So I was back in the Princeton Museum and found that when they changed the galleries they hung more photographs related to their Revealing Pictures show. the show itself is the same, but there are more photos in the surrounding galleries which are now part of it. The new photos are almost all by non-white or non-western photographers and completely change—on a good way—my reaction to the show.
Initially I had mixed feelings. I convinced myself to like it but still found a lot of it to emphasize trauma as being the easiest context in which to understand photographs. It’s nice to see photos from the non-western world but a main narrative of poverty or trauma or suffering indulges Western stereotypes about the rest of the world.
The additional photos are much more representative, both in terms of their subject matter and in terms of the contexts they exist within. They’re photographers photographing themselves and their own communities and, while they require us to understand what else is going on, challenge the western gaze in ways that the original set of photos did not.
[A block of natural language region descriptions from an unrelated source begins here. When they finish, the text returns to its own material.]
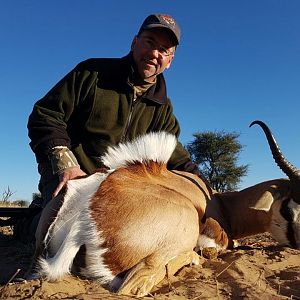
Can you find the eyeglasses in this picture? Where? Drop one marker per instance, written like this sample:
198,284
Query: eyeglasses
150,44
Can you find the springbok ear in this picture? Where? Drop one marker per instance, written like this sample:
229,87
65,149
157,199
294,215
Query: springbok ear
264,202
266,195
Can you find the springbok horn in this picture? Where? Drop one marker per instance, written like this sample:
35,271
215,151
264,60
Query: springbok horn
292,172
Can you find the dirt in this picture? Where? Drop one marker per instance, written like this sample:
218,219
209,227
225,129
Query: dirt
257,269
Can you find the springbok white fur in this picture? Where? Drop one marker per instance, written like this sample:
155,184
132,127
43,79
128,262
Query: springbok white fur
139,218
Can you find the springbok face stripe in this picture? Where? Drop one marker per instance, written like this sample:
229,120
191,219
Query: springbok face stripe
287,212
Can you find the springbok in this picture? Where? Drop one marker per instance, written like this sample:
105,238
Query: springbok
131,226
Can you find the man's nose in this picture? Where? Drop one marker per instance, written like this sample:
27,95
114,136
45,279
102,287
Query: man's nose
155,53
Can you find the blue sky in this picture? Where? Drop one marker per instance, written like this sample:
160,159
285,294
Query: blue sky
238,61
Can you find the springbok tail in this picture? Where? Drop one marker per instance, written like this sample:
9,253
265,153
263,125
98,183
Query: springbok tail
57,266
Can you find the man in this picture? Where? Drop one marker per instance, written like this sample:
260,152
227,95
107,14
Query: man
103,102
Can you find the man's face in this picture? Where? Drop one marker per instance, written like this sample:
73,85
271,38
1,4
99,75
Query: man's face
153,52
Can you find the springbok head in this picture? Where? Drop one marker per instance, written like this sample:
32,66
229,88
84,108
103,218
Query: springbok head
285,210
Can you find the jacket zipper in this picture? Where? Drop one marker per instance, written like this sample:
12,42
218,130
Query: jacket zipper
124,136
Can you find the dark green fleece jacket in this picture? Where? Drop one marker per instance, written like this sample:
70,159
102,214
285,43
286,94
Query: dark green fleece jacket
92,108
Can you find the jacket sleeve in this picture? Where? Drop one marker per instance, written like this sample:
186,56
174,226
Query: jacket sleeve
48,122
180,159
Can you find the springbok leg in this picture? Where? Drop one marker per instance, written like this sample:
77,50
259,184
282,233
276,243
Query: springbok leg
150,271
183,259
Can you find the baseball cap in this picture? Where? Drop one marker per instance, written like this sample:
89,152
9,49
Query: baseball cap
162,21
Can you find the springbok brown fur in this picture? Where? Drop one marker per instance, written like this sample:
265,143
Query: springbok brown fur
131,226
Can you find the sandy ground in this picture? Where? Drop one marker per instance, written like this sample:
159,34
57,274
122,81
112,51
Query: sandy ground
257,270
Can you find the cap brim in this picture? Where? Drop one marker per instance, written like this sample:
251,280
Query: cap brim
151,26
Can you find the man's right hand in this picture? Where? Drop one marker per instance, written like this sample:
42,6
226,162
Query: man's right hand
67,175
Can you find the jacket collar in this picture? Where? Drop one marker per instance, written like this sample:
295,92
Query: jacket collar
157,92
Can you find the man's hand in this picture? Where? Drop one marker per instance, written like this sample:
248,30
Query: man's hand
65,176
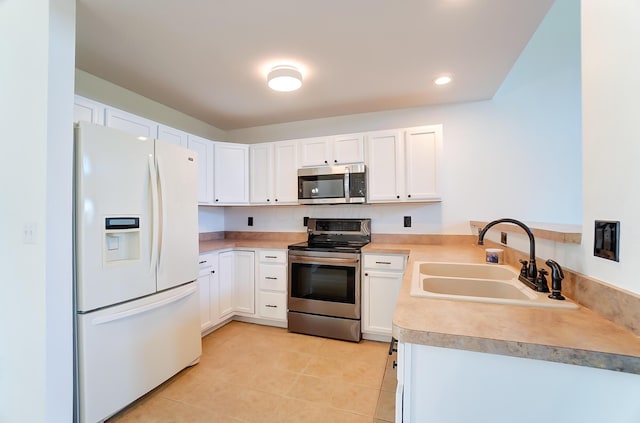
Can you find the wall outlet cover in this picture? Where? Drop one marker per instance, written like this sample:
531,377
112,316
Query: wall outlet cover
606,240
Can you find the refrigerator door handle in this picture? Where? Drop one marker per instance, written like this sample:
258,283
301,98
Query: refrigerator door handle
154,212
145,308
161,210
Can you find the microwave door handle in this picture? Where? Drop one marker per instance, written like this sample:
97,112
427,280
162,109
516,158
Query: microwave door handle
346,186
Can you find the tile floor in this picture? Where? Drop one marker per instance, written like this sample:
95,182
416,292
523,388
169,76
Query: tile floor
253,373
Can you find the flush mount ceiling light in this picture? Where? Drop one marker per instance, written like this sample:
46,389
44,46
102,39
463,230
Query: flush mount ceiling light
284,78
443,80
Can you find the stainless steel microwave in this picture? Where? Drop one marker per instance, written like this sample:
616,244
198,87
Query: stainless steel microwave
332,184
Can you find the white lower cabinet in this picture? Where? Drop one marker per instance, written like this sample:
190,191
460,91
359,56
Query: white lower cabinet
381,281
244,282
272,284
237,283
450,385
208,286
227,274
251,285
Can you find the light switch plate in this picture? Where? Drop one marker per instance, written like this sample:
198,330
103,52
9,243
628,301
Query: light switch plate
606,240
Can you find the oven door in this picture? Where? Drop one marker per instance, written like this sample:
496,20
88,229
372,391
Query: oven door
325,283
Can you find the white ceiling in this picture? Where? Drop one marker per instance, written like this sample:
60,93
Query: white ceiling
209,58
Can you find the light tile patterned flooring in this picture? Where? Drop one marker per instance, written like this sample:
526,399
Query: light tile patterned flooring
253,373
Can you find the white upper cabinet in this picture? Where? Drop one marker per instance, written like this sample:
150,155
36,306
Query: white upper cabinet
348,148
172,135
204,150
383,161
404,165
130,123
86,110
231,173
285,177
273,173
315,152
261,173
422,163
329,151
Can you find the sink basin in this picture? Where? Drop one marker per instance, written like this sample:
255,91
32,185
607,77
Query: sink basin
475,288
487,283
468,270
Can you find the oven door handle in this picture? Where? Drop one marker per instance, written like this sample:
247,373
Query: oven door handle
324,260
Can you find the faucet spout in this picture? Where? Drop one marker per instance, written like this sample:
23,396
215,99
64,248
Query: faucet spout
532,271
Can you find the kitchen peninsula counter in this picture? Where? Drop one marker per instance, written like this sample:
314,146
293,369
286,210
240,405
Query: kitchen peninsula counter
580,337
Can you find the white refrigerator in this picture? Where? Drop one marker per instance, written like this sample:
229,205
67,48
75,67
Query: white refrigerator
136,263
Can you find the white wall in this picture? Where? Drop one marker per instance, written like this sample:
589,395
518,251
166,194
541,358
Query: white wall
36,82
210,219
611,134
105,92
518,155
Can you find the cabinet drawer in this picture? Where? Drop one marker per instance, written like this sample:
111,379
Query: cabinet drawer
380,262
273,305
273,256
273,277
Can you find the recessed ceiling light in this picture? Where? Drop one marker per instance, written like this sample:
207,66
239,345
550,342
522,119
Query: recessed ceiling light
443,80
284,78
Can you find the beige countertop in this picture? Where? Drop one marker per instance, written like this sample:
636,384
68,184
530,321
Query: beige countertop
579,337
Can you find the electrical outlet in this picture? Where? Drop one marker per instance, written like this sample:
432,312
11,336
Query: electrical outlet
606,240
30,233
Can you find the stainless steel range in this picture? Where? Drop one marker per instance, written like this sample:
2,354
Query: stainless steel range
324,278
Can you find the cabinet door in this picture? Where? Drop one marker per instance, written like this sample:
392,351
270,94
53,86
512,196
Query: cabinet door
380,294
348,149
422,151
244,283
225,284
204,149
172,135
261,173
214,290
315,152
285,181
231,173
384,166
130,123
204,291
85,110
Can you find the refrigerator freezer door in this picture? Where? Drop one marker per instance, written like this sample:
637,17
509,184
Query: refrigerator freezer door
127,350
113,217
178,197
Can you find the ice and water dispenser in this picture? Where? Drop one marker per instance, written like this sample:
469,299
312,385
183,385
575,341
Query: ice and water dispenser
121,239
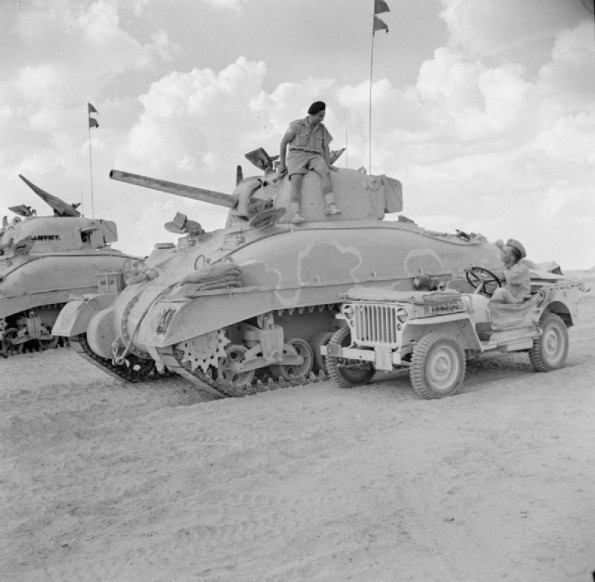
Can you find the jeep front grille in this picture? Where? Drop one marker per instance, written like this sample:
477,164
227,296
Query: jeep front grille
375,324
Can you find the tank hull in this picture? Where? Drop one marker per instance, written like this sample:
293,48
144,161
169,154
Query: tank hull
295,274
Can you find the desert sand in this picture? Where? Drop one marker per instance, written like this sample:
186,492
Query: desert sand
159,482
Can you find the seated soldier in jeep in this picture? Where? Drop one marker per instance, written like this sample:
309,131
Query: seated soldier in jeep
517,276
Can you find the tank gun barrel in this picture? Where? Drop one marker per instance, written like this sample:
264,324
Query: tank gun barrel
201,194
60,207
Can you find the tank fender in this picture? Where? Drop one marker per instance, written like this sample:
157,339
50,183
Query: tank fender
568,314
101,333
74,317
458,325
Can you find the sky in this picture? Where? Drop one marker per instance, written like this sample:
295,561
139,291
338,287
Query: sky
483,109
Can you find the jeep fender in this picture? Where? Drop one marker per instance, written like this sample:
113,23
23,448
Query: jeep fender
74,317
459,326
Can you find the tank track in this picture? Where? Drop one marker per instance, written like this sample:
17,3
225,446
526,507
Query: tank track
128,373
263,382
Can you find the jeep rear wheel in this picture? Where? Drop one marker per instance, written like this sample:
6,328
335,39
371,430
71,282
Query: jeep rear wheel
347,373
550,350
437,366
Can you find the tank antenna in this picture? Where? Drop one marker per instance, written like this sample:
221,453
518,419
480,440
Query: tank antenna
380,6
92,123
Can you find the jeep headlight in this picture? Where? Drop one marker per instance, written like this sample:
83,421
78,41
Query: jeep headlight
401,315
348,312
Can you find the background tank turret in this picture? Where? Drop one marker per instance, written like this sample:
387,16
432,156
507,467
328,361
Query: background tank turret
44,260
247,307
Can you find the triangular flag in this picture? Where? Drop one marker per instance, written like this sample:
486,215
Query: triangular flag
380,6
379,25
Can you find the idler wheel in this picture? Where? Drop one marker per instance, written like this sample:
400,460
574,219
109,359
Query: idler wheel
295,372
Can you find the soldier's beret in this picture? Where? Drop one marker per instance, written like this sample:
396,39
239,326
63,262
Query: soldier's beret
316,107
518,246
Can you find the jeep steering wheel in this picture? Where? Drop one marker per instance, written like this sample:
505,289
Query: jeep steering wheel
479,278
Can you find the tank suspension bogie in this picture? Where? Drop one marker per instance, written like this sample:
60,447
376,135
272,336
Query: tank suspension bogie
29,330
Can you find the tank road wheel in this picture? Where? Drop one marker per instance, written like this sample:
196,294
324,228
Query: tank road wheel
48,344
8,348
347,373
137,369
319,340
296,372
549,351
231,382
437,365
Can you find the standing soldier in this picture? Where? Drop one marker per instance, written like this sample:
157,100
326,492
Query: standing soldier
308,141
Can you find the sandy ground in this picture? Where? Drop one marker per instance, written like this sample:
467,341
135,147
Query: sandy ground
157,482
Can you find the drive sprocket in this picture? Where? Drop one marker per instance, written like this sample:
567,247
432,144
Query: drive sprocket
204,350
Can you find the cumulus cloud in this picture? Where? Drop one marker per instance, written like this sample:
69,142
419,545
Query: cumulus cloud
484,140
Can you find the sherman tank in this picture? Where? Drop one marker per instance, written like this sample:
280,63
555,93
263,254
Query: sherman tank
247,307
44,260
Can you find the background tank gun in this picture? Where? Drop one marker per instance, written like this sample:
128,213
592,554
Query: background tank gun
247,307
46,259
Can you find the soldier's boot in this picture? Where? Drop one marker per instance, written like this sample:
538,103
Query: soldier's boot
331,209
295,211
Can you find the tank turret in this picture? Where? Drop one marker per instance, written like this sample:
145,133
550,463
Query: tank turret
247,307
44,261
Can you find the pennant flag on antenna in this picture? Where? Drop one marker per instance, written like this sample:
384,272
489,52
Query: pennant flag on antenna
92,121
379,25
380,6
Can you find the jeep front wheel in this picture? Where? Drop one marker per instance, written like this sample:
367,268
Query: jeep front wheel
437,365
549,351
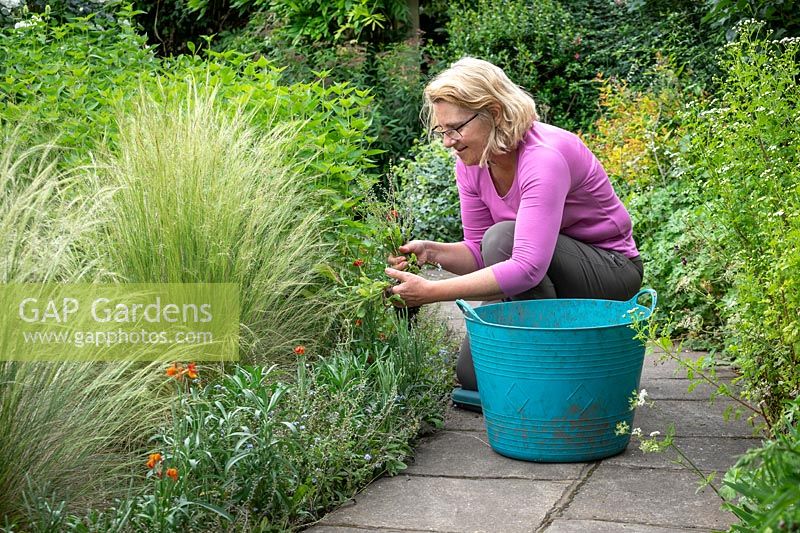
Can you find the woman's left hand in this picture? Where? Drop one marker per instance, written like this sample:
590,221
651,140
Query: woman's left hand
414,290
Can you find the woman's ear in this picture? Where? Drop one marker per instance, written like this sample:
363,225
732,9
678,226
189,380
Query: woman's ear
496,112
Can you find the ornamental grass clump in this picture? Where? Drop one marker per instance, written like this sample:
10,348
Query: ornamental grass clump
43,215
204,197
67,430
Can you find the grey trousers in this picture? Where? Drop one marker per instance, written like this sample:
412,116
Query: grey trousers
577,270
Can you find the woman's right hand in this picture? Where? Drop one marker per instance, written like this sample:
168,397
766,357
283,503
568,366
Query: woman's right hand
421,249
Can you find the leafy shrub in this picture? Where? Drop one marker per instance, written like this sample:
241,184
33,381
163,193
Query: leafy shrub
534,44
639,140
397,85
779,15
343,20
63,80
745,150
624,39
260,449
428,188
766,481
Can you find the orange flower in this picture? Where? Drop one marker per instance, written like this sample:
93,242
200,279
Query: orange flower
175,370
153,460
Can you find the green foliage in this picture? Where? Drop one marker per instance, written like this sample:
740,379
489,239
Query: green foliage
640,140
428,187
204,197
782,16
765,482
63,81
397,85
534,44
44,222
342,20
259,449
625,38
69,431
745,149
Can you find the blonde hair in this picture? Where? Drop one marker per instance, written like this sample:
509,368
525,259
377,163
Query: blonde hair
480,86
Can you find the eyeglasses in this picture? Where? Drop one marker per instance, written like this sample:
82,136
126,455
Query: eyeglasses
453,133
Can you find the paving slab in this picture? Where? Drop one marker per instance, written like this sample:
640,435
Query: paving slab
710,454
463,420
337,529
647,496
597,526
450,504
468,455
691,419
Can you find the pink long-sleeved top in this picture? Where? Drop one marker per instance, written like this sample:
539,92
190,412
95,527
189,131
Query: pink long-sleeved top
560,187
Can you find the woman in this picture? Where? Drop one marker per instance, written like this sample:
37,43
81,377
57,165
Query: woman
540,217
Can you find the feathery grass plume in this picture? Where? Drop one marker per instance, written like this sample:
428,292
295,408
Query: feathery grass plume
204,197
73,432
44,215
65,428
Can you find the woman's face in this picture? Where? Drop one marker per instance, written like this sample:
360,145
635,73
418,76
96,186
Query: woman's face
459,121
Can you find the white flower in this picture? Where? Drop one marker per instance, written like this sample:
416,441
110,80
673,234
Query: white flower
642,398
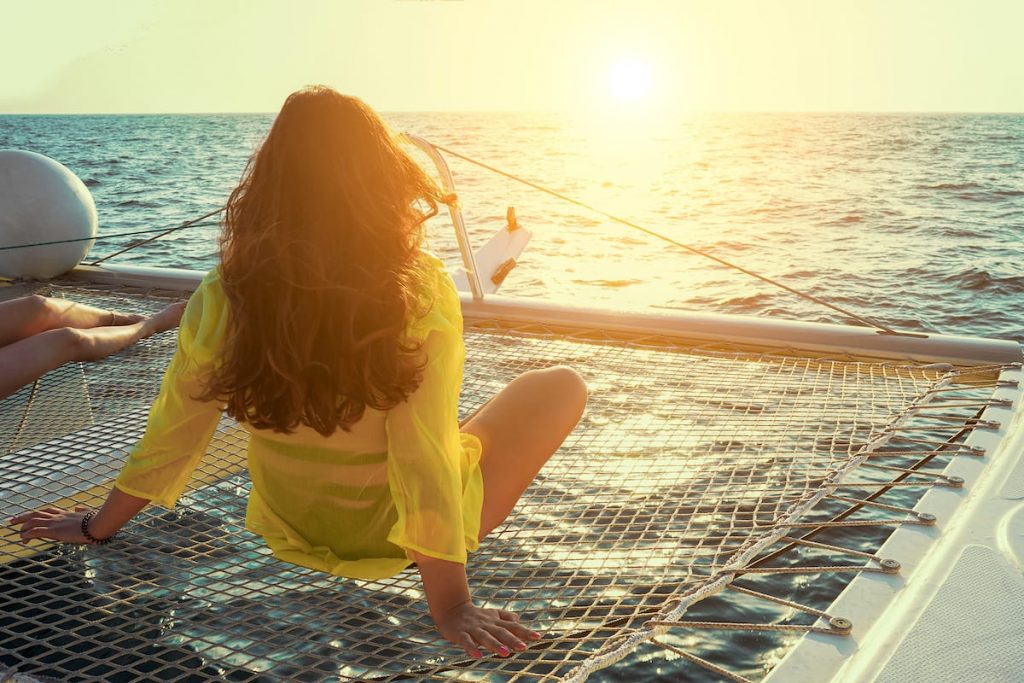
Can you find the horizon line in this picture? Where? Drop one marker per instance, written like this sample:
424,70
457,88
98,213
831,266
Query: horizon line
546,112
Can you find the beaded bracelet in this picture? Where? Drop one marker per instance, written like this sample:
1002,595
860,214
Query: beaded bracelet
88,537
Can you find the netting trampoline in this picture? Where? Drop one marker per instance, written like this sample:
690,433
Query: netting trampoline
691,467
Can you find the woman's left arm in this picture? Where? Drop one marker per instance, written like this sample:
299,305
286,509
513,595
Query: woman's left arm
177,434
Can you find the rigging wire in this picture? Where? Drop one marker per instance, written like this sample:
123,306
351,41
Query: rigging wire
676,243
195,222
623,221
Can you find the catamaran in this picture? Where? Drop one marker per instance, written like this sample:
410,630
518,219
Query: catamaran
853,492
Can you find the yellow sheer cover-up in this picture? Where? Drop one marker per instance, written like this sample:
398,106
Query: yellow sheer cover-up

I especially liked Deana Lawson and Leonce Raphael Abbodjelou here in terms of how their images feel like inside jobs where the connection between the photographer and the subject is one of being a trusted member of the community. Through this trust we’re allowed to learn about the conditions of the photo and that context is an additional educational experience.
Abbodjelou in particular stood out to me because he reminded me of color Keïta or Sibide work. I realized that I hadn’t made the Vlisco connection with Keïta’s work and, while still in awe of the beauty in his photographs, I kind of want to know what color they were now. Also, knowing the stories behind the fabrics in his backdrops makes me appreciate them even more.
A lot of the new photos also reminded me of Ragnar Kjartansson in how they’re both the evidence of performance or conceptual art pieces and photos which are their own works of art by themselves. Sheng Qi and Zhang Huan* stand out here in how their photos both document their performances and make us viscerally react to the concepts once we read about the context.
*Whose work I saw in San José years ago too.
Also at the Princeton Museum
While not part of the Revealing Pictures show, the Princeton Museum was also showing off its recent acquisition of Susan Meiselas’s Life of an Image. I blogged about is a few years ago and I’m so happy I got to see it live. I don’t have much to add over my Itinerant Languages post but it is indeed very cool to see a collection which shows how a photo has basically become a meme. We live in a remix culture and the more museums and artists embrace this and bring it into the galleries the better our visual literacy will get.